Jean-Luc Bonspiel est né à Montréal, à l’hôpital Jean-Talon pour être précis. Il a du sang Mohawk par son père qui vient d’Akwesasne. « Tu peux t’imaginer la bizarre de famille. » Son grand-père était un pur autochtone. Il avait marié une blanche, ce qui n’était pas courant à l’époque. « Peut-être des histoires de trafic, qui sait ? » Au primaire, il a sauté sa quatrième année parce que, croit-il, la maîtresse ne voulait pas l’avoir. « Je devais être trop perturbant, je suppose. » Après Saint-Léonard, ce fut le Collège Maisonneuve. « Là ce fut bien. »

Le Collège Maisonneuve et le milieu underground

Quitter Saint-Léonard, lui a permis de découvrir un autre univers. Venu jouer dans le spectacle de la Passion, il se souvient encore du curé de Sainte-Angèle de Mérici qui l’obstinait que Ponce Pilate était Juif et Hérode, Romain. « Il me disait qu’il savait de quoi il parlait car c’était lui le curé. C’est la dernière fois que j’ai mis les pieds dans une église. »

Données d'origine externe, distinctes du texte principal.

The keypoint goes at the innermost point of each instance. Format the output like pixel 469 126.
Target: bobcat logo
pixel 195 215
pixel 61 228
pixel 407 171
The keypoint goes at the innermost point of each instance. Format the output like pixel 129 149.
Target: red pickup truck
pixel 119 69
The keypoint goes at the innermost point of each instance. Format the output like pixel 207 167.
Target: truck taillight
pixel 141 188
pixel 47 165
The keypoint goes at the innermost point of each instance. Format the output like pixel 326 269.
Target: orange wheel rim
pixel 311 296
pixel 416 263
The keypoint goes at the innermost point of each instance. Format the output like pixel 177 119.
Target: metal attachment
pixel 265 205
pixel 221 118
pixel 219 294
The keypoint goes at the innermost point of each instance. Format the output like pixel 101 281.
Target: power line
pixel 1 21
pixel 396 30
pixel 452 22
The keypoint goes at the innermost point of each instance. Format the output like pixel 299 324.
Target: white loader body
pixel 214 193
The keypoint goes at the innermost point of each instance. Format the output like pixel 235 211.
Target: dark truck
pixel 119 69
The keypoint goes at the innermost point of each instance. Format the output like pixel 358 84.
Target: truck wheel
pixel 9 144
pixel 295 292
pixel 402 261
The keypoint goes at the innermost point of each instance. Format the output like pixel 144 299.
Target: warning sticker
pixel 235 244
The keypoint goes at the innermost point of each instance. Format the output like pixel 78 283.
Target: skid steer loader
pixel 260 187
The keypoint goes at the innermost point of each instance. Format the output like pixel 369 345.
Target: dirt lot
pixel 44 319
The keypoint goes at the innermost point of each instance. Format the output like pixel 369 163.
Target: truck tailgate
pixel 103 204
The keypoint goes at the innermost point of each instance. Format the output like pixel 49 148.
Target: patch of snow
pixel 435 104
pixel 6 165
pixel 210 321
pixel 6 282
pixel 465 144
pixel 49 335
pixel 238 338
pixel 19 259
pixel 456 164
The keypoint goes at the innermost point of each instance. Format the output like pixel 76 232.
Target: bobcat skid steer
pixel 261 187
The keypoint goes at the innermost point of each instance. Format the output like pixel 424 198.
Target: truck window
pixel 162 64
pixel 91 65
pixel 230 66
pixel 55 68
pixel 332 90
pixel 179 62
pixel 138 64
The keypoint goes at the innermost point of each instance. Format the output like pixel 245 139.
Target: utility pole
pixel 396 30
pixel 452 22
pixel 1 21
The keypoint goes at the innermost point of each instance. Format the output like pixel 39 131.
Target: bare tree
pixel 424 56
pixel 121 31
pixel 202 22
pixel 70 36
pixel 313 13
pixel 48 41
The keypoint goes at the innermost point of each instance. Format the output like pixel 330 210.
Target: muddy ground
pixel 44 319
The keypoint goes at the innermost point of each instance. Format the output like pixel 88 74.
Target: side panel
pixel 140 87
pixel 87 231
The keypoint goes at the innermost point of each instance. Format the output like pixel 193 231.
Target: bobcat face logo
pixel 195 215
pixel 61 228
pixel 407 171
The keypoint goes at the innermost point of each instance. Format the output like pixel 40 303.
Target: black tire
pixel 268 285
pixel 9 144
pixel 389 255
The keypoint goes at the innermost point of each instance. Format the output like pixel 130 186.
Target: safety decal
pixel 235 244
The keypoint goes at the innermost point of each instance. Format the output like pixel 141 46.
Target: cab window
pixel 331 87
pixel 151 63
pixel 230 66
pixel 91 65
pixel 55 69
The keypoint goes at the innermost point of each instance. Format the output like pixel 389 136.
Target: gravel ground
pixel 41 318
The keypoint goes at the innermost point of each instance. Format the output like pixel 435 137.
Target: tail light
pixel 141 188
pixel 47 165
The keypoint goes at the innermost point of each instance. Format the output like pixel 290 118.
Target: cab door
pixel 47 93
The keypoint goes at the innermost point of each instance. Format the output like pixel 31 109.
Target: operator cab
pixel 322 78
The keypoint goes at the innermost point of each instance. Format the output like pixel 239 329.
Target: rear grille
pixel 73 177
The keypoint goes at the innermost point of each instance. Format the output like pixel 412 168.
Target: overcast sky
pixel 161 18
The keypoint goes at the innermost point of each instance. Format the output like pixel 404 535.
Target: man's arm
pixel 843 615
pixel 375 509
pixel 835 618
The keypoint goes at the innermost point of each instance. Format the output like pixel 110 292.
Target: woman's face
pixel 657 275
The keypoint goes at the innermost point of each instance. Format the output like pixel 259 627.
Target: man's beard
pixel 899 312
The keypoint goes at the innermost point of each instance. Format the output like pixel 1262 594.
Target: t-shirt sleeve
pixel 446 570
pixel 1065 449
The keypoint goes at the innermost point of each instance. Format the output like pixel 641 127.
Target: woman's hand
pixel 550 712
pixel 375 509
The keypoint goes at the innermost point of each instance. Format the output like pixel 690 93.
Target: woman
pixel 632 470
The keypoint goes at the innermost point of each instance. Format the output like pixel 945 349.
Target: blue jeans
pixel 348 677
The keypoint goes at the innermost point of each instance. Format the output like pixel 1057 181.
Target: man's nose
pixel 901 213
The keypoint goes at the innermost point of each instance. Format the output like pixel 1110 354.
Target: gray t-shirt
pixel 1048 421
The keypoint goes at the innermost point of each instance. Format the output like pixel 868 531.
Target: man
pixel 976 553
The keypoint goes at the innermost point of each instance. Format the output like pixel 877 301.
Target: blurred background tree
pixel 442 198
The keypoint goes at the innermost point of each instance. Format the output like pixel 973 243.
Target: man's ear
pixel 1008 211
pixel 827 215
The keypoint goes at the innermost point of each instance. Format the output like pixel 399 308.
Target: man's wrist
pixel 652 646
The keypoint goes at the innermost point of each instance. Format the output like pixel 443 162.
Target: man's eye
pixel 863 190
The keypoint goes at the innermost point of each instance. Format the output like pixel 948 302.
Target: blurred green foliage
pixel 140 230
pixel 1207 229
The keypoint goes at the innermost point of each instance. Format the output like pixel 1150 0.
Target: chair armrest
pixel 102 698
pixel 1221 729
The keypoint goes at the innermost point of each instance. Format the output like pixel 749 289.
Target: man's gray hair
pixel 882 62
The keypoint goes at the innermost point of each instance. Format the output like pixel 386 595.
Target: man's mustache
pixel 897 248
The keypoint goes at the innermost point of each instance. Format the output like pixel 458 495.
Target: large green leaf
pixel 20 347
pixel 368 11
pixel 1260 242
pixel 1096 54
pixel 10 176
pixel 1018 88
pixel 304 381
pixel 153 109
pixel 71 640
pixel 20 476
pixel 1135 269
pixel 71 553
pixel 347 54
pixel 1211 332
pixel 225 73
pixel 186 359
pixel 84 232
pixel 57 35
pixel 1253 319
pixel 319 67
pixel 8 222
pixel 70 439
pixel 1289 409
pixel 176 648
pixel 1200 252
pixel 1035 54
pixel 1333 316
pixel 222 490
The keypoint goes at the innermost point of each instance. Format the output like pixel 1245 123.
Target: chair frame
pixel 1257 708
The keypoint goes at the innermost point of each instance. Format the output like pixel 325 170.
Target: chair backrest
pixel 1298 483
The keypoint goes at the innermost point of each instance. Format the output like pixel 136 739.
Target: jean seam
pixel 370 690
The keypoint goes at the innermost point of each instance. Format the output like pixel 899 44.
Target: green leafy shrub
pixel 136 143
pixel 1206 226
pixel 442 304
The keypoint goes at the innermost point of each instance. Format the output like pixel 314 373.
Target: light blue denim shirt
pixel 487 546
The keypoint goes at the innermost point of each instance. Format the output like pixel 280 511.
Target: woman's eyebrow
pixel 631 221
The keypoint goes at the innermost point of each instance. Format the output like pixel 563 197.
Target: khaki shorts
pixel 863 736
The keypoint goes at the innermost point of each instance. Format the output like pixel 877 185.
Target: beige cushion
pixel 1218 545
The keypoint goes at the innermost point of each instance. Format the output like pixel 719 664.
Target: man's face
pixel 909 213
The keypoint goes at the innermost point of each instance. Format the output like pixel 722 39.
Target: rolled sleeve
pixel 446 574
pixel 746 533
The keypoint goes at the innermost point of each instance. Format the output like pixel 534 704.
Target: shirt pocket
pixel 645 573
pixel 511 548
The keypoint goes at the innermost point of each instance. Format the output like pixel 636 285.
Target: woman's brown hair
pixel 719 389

Ce sont plus les gens qu’il a rencontrés que les études comme telles qui l’ont formé. «Parfois j’ai dû travailler pour payer mon inutile bac en linguistique de l’UQÀM. La direction nous disait qu’on allait fermer le département. Mais inquiétez-vous pas, vous aurez le temps de finir. On n’a plus de ressources et vous allez avoir la scrap… Nous ça nous fait peur Chomsky… Tout ça pour créer un département de science de la langue. Essentiellement pour apprendre comment faire un c.v. », ironise-t-il.

« Maisonneuve ce fut merveilleux. J’ai rencontré Zïlon, puis Cantsin. C’est Tristan Renaud qui me l’a présenté. On fumait du hash en écoutant Klaus Nomi dans un sous-sol de bungalow à Laval. J’écoute en ce moment ce qu’on a enregistré au début des années 1980. C’est bon car on n’avait pas d’inhibitions. Je me souviens que sa mère aimait beaucoup les œuvres qu’il peignait quand il était plus jeune. Son premier tableau était exposé dans la cuisine, un marin à la pipe. Zïlon était déçu, car il venait de s’inscrire à un cours d’art par correspondance et ça ne correspondait pas à ses attentes. Déjà, on était très impressionné par son coup de pinceau. »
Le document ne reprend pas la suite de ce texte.